2 min read
Databricks Delta Lake: Advanced Patterns
Delta Lake brings reliability to data lakes. ACID transactions, schema enforcement, time travel—data warehouse capabilities on object storage.
Creating Delta Tables
# From DataFrame
df.write.format("delta").save("/delta/events")
# Managed table
df.write.format("delta").saveAsTable("events")
# With partitioning
df.write \
.format("delta") \
.partitionBy("year", "month") \
.save("/delta/events")
MERGE (Upsert)
from delta.tables import DeltaTable
# Load target table
target = DeltaTable.forPath(spark, "/delta/customers")
# Merge source updates
target.alias("t").merge(
updates_df.alias("s"),
"t.customer_id = s.customer_id"
).whenMatchedUpdate(set={
"name": "s.name",
"email": "s.email",
"updated_at": "current_timestamp()"
}).whenNotMatchedInsert(values={
"customer_id": "s.customer_id",
"name": "s.name",
"email": "s.email",
"created_at": "current_timestamp()",
"updated_at": "current_timestamp()"
}).execute()
Time Travel
# Read specific version
df = spark.read.format("delta").option("versionAsOf", 5).load("/delta/events")
# Read at timestamp
df = spark.read.format("delta").option("timestampAsOf", "2020-11-16 10:00:00").load("/delta/events")
# View history
deltaTable = DeltaTable.forPath(spark, "/delta/events")

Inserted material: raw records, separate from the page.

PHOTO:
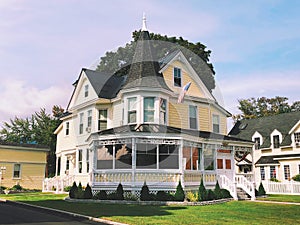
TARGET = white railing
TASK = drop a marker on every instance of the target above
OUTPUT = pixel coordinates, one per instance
(57, 184)
(228, 184)
(286, 187)
(246, 185)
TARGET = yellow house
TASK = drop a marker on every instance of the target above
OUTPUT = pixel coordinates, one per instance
(157, 124)
(22, 164)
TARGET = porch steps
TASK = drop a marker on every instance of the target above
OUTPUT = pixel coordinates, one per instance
(242, 195)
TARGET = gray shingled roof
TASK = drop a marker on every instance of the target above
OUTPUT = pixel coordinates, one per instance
(265, 126)
(144, 70)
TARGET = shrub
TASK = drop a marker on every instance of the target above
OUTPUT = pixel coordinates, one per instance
(101, 195)
(120, 192)
(79, 194)
(296, 178)
(73, 190)
(145, 194)
(179, 194)
(261, 190)
(192, 197)
(17, 187)
(217, 191)
(88, 192)
(202, 193)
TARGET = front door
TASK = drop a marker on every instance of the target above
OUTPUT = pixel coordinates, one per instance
(225, 165)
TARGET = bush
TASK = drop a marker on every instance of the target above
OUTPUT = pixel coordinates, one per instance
(179, 194)
(296, 178)
(120, 192)
(261, 190)
(192, 197)
(101, 195)
(73, 190)
(217, 191)
(145, 194)
(79, 193)
(202, 193)
(88, 192)
(17, 187)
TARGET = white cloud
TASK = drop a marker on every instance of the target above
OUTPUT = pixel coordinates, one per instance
(20, 99)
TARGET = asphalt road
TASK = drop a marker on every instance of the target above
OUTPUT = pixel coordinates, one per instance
(12, 213)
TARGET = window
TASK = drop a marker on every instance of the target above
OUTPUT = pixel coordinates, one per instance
(262, 173)
(89, 119)
(193, 117)
(163, 111)
(102, 122)
(287, 173)
(87, 160)
(80, 161)
(257, 143)
(86, 90)
(177, 77)
(132, 110)
(67, 128)
(297, 137)
(17, 171)
(80, 123)
(216, 124)
(276, 141)
(272, 172)
(149, 109)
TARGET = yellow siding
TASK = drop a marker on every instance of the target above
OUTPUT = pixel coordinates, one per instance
(194, 89)
(178, 115)
(204, 119)
(33, 165)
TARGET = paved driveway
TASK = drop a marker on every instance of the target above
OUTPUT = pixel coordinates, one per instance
(11, 213)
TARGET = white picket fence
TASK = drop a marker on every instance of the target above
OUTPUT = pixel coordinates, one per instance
(286, 187)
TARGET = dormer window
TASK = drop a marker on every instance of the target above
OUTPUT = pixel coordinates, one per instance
(276, 141)
(177, 77)
(297, 137)
(149, 109)
(132, 110)
(86, 90)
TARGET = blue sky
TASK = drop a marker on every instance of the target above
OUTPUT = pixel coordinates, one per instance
(44, 44)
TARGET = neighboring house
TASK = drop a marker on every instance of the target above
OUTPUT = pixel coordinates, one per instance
(159, 124)
(22, 164)
(277, 145)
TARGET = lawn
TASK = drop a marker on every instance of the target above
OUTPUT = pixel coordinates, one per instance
(234, 212)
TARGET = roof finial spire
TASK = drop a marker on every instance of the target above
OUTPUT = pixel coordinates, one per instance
(144, 27)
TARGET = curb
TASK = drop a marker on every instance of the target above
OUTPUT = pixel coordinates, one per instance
(76, 215)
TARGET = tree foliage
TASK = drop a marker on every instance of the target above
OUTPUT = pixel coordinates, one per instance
(261, 107)
(36, 129)
(120, 60)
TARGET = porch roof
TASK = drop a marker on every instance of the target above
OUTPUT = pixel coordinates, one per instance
(274, 159)
(157, 129)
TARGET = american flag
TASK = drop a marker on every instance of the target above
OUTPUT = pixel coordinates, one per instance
(183, 92)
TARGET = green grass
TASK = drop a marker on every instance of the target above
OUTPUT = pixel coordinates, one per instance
(234, 212)
(282, 198)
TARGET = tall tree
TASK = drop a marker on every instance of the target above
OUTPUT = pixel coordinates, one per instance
(197, 54)
(36, 129)
(260, 107)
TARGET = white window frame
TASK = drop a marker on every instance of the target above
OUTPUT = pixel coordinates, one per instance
(174, 83)
(196, 118)
(219, 123)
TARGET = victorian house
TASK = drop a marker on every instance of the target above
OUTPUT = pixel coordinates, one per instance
(157, 124)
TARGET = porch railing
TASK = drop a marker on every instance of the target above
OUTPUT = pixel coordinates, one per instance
(286, 187)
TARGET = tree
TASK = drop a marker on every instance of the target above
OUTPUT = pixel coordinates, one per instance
(260, 107)
(38, 129)
(120, 60)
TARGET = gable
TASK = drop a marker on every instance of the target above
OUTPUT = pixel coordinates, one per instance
(79, 97)
(188, 74)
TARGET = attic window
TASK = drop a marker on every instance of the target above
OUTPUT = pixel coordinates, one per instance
(86, 90)
(177, 77)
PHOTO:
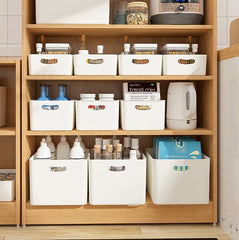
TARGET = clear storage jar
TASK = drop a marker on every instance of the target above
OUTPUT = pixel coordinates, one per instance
(137, 13)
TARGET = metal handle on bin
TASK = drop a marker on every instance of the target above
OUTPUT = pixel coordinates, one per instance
(58, 169)
(50, 107)
(186, 61)
(117, 169)
(140, 61)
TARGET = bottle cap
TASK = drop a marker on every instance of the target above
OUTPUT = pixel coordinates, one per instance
(100, 49)
(135, 143)
(127, 142)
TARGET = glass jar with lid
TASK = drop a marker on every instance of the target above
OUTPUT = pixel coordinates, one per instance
(137, 13)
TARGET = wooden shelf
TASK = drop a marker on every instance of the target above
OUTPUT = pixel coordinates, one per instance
(196, 132)
(99, 30)
(7, 131)
(120, 78)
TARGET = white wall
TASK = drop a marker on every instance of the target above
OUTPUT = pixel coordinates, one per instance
(228, 10)
(10, 28)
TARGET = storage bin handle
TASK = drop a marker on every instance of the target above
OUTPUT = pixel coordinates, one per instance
(49, 61)
(58, 169)
(95, 61)
(117, 169)
(186, 61)
(181, 168)
(140, 61)
(50, 107)
(143, 107)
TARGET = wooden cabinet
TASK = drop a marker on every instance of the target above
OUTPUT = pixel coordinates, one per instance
(10, 145)
(112, 37)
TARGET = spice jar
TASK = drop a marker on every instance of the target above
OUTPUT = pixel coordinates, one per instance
(137, 13)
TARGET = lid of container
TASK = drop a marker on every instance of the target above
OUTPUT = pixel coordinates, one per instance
(137, 5)
(145, 45)
(179, 47)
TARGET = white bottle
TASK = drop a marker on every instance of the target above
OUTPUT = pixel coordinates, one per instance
(51, 146)
(43, 152)
(77, 152)
(63, 149)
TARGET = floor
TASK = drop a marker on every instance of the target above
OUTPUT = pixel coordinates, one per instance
(113, 232)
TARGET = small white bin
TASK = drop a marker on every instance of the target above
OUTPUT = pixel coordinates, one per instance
(52, 115)
(140, 64)
(50, 64)
(97, 115)
(143, 115)
(124, 187)
(58, 182)
(72, 11)
(97, 64)
(167, 183)
(184, 64)
(7, 188)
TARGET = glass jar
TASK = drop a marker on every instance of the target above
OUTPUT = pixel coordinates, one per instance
(137, 13)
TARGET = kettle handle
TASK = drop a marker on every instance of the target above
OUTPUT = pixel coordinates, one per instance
(191, 101)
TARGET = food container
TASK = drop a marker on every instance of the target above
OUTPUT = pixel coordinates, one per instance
(137, 13)
(72, 11)
(52, 115)
(172, 181)
(50, 64)
(58, 182)
(143, 115)
(95, 64)
(117, 182)
(140, 64)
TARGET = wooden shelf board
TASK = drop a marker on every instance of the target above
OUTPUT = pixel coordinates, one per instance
(147, 213)
(121, 78)
(196, 132)
(7, 131)
(117, 30)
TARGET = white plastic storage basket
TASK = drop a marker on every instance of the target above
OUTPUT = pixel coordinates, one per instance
(90, 64)
(143, 115)
(72, 11)
(184, 64)
(58, 182)
(178, 181)
(124, 187)
(97, 115)
(7, 188)
(140, 64)
(50, 64)
(52, 115)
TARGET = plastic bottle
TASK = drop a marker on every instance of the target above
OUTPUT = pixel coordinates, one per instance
(43, 152)
(63, 149)
(77, 152)
(133, 155)
(62, 91)
(51, 146)
(97, 150)
(43, 96)
(135, 146)
(127, 144)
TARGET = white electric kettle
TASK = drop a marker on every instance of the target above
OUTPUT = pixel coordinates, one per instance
(182, 106)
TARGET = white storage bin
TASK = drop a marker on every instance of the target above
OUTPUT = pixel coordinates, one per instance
(184, 64)
(95, 64)
(143, 115)
(50, 64)
(168, 184)
(140, 64)
(98, 115)
(125, 187)
(7, 188)
(73, 11)
(58, 182)
(52, 115)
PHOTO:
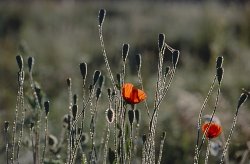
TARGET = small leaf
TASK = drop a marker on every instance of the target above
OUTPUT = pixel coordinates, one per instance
(219, 74)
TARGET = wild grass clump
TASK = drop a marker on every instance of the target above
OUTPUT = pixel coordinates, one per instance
(121, 141)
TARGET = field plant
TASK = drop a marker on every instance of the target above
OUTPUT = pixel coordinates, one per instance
(121, 140)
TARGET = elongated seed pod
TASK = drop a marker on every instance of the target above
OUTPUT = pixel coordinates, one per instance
(131, 116)
(98, 93)
(83, 69)
(110, 115)
(175, 57)
(144, 138)
(219, 62)
(31, 62)
(242, 99)
(125, 50)
(96, 76)
(161, 41)
(101, 16)
(19, 60)
(6, 126)
(138, 61)
(219, 74)
(74, 111)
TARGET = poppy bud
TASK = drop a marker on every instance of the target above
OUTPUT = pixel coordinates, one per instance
(131, 116)
(109, 92)
(110, 115)
(163, 136)
(138, 61)
(75, 99)
(175, 57)
(161, 41)
(111, 156)
(219, 62)
(242, 99)
(6, 126)
(137, 116)
(98, 93)
(69, 82)
(101, 81)
(52, 141)
(219, 74)
(31, 125)
(101, 16)
(166, 71)
(96, 76)
(125, 50)
(19, 60)
(83, 69)
(118, 77)
(31, 61)
(74, 111)
(46, 107)
(144, 138)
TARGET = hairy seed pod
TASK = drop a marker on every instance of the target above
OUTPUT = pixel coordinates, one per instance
(52, 141)
(219, 62)
(101, 16)
(109, 92)
(161, 41)
(31, 125)
(125, 50)
(138, 61)
(74, 111)
(83, 69)
(219, 74)
(242, 99)
(98, 93)
(166, 71)
(131, 116)
(19, 60)
(96, 76)
(111, 156)
(137, 116)
(31, 61)
(69, 82)
(118, 77)
(144, 138)
(110, 115)
(75, 99)
(6, 126)
(101, 81)
(46, 107)
(163, 136)
(175, 57)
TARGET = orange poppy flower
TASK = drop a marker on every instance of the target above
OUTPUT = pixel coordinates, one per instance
(131, 94)
(213, 131)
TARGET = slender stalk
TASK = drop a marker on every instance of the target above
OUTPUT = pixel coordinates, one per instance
(208, 151)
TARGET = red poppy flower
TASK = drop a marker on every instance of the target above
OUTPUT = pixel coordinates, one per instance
(131, 94)
(213, 131)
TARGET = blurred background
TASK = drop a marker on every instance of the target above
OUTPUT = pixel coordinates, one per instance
(60, 35)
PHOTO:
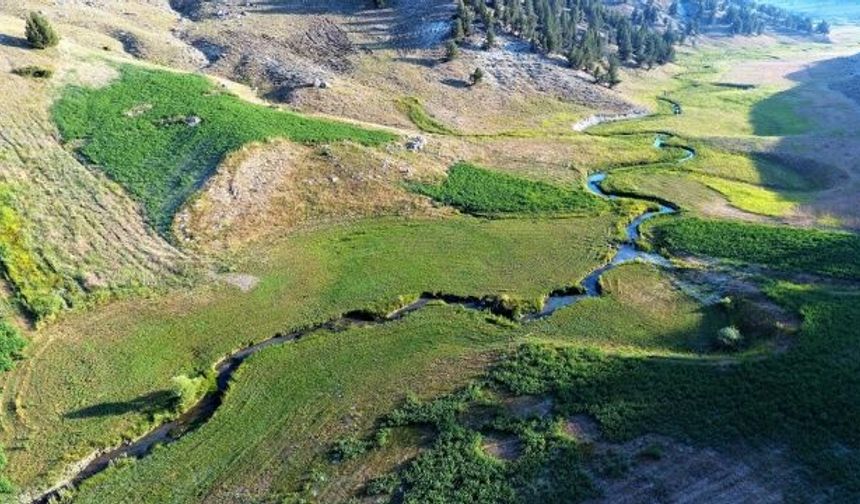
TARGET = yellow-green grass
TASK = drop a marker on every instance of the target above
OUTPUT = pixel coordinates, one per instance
(161, 134)
(479, 191)
(755, 199)
(36, 285)
(641, 312)
(711, 109)
(288, 405)
(110, 357)
(831, 253)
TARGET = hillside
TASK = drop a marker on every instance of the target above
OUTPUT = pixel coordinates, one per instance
(348, 251)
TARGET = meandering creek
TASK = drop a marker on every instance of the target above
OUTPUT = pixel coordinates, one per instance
(203, 411)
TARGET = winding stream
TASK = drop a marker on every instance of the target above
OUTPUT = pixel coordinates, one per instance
(203, 411)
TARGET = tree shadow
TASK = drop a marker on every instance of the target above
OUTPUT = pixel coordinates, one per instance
(422, 62)
(146, 405)
(455, 83)
(816, 121)
(11, 41)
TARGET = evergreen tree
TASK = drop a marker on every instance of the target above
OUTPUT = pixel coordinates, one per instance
(451, 51)
(476, 77)
(612, 77)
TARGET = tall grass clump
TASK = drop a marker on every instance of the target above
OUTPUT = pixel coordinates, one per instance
(483, 192)
(829, 253)
(161, 134)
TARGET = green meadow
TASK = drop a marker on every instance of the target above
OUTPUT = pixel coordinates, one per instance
(161, 134)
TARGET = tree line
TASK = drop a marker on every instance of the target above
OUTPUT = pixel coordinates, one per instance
(593, 37)
(746, 17)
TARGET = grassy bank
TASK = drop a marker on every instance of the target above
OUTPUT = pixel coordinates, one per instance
(783, 248)
(98, 368)
(479, 191)
(161, 134)
(287, 404)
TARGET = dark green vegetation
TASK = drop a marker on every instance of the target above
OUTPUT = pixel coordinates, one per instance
(40, 34)
(546, 464)
(310, 278)
(34, 71)
(796, 250)
(575, 28)
(483, 192)
(285, 399)
(161, 134)
(805, 397)
(11, 345)
(747, 18)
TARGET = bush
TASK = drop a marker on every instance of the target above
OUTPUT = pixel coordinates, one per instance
(187, 391)
(348, 448)
(11, 345)
(40, 33)
(484, 192)
(729, 338)
(34, 71)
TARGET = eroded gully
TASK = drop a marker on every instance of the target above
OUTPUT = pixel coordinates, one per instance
(201, 412)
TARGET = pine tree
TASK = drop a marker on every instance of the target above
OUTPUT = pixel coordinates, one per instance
(612, 77)
(476, 77)
(451, 50)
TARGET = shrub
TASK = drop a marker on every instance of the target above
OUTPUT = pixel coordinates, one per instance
(11, 345)
(40, 34)
(479, 191)
(34, 71)
(187, 391)
(348, 448)
(729, 338)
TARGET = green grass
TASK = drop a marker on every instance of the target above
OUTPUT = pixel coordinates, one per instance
(38, 288)
(294, 397)
(109, 358)
(640, 311)
(796, 250)
(805, 398)
(483, 192)
(288, 398)
(134, 129)
(755, 199)
(422, 119)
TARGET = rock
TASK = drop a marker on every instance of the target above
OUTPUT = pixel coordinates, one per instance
(416, 144)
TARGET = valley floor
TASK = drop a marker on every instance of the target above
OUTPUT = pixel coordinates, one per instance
(721, 367)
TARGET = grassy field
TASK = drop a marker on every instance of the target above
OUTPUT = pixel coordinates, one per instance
(479, 191)
(106, 361)
(288, 404)
(783, 248)
(641, 312)
(161, 134)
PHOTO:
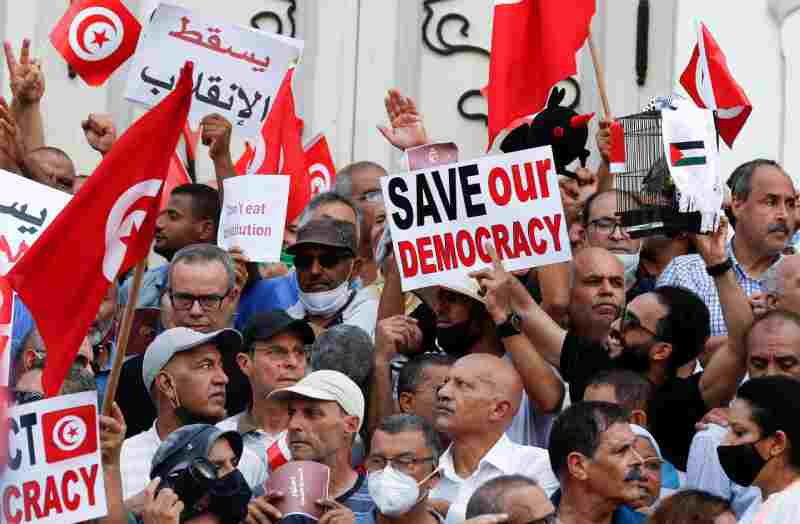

deltaTable.history().show()
# Restore to previous version
deltaTable.restoreToVersion(5)
Schema Evolution
# Enable auto-merge schema
df.write \
.format("delta") \
.option("mergeSchema", "true") \
.mode("append") \
.save("/delta/events")
# Explicit schema evolution
spark.sql("""
ALTER TABLE events
ADD COLUMNS (
new_column STRING AFTER existing_column
)
""")
Optimize and Z-Order
# Compact small files
deltaTable.optimize().executeCompaction()
# Z-Order for query optimization
deltaTable.optimize().executeZOrderBy("date", "customer_id")
-- SQL syntax
OPTIMIZE events ZORDER BY (date, customer_id)
Vacuum (Delete Old Files)
# Delete files older than 7 days
deltaTable.vacuum(168) # hours
# Aggressive cleanup (careful!)
spark.conf.set("spark.databricks.delta.retentionDurationCheck.enabled", "false")
deltaTable.vacuum(0)
Change Data Feed
# Enable change data feed
spark.sql("""
ALTER TABLE events
SET TBLPROPERTIES (delta.enableChangeDataFeed = true)
""")
# Read changes
changes = spark.read.format("delta") \
.option("readChangeFeed", "true") \
.option("startingVersion", 10) \
.table("events")
# Columns: _change_type (insert, update_preimage, update_postimage, delete)
changes.filter("_change_type = 'update_postimage'").show()
Constraints
-- NOT NULL
ALTER TABLE events ALTER COLUMN customer_id SET NOT NULL
-- CHECK constraint
ALTER TABLE events ADD CONSTRAINT valid_amount CHECK (amount > 0)
-- View constraints
DESCRIBE DETAIL events
Generated Columns
CREATE TABLE events (
id BIGINT,
event_time TIMESTAMP,
event_date DATE GENERATED ALWAYS AS (CAST(event_time AS DATE))
)
USING DELTA
PARTITIONED BY (event_date)
Clone Tables
# Shallow clone (metadata only)
DeltaTable.forPath(spark, "/delta/events").clone("/delta/events_clone", isShallow=True)
# Deep clone (full copy)
DeltaTable.forPath(spark, "/delta/events").clone("/delta/events_backup", isShallow=False)
Best Practices
| Aspect | Recommendation |
|---|---|
| Partitions | 1GB+ per partition, avoid over-partitioning |
| File size | Target 1GB files |
| Z-Order | Columns frequently in WHERE clauses |
| Vacuum | Run weekly, keep 7+ days history |
Delta Lake: the foundation of the modern lakehouse.